If you are planning to conceive or are already on the family way, taking prenatal vitamins is a must. Prenatal vitamins provide important minerals and nutrients that help support a healthy pregnancy.
There are several prenatal vitamins being sold in the market today some can be bought over-the-counter and there are those that are specifically prescribed by your healthcare provider. Is there a difference between the two? In this article, we will show the basic difference between prescription and over-the-counter prenatal vitamins and why prescription does matter.
The biggest difference between over-the-counter drugs and prescription prenatal vitamins is the amount of folic acid they contain. Many prescription prenatal vitamins contain 1.0 mg folic acid (1000 mcg) while many over-the-counter prenatal vitamins contain less or approximately 800 mcg of folic acid. Folic acid is especially important during the first three months of pregnancy because it helps your body produce healthy blood cells. It also helps prevent brain and spinal or neural tube defects.
What are neural tube defects, you may ask. Neural tube defects typically occur during the first few weeks of pregnancy, which means expectant moms need to get enough folic acid every day. According to the Institute of Medicine, the recommended daily allowance or RDA of folic acid during pregnancy is 0.6 mg with an upper intake of 1.0 mg per day.
In an informal comparison of four over-the-counter prenatal vitamins and nine prescription supplements reveals that the over-the-counter vitamins, though considerably higher in almost all the micronutrient levels, were usually lower in iron and folic acid. In this case alone, one can argue that prescription supplements really do outweigh over-the-counter prenatal vitamins.
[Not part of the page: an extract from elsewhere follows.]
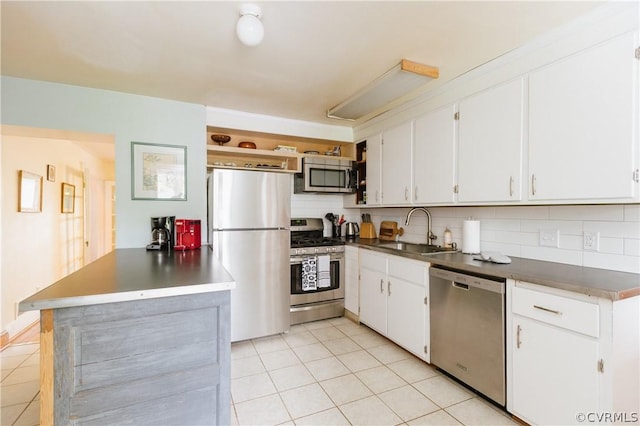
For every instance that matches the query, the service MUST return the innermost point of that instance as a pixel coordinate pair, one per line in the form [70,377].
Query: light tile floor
[336,372]
[20,386]
[331,372]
Aside from being rich in folic acid, another advantage of prescription-based prenatal vitamins is the fact that it contains stool softeners. These ingredients (an example of which is docusate sodium) help prevent or relieve constipation. Most prenatal vitamins likewise contain higher doses of iron which helps women with iron-deficiency anemia cope with the disease during their respective pregnancies. There is also a growing trend among manufacturers of prescription prenatal vitamins to include omega-3 fatty acids, particularly docosahexaenoic acid (DHA).
It is also worth noting that there are some over-the-counter prenatal supplements that contain extra ingredients such as herbs. These so-called extra materials are not usually found in prescription prenatal vitamins. However, many healthcare providers frown upon these kinds of supplements as many herbs have not been proven safe for pregnant women.
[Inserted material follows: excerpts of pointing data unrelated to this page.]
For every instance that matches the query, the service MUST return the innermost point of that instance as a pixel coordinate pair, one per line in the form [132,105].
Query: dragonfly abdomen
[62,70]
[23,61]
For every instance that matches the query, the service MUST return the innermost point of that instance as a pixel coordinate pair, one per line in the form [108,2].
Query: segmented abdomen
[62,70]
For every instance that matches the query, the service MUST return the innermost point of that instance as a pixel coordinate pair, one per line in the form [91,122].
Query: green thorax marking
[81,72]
Another compelling argument for choosing prescription prenatal supplements as opposed to over-the-counter vitamins is the seal of approval from the FDA.When a vitamin, supplement, or drug is sold by prescription, it must meet FDA standards. This requirement is not in place for over the counter prenatal vitamins.
As in most things about pregnancy, it is best to consult with your healthcare provider which kind of prenatal supplements you need to take. This is a decision that is yours to make alone. Professional opinion, particularly that of your OB Gyne, is a must.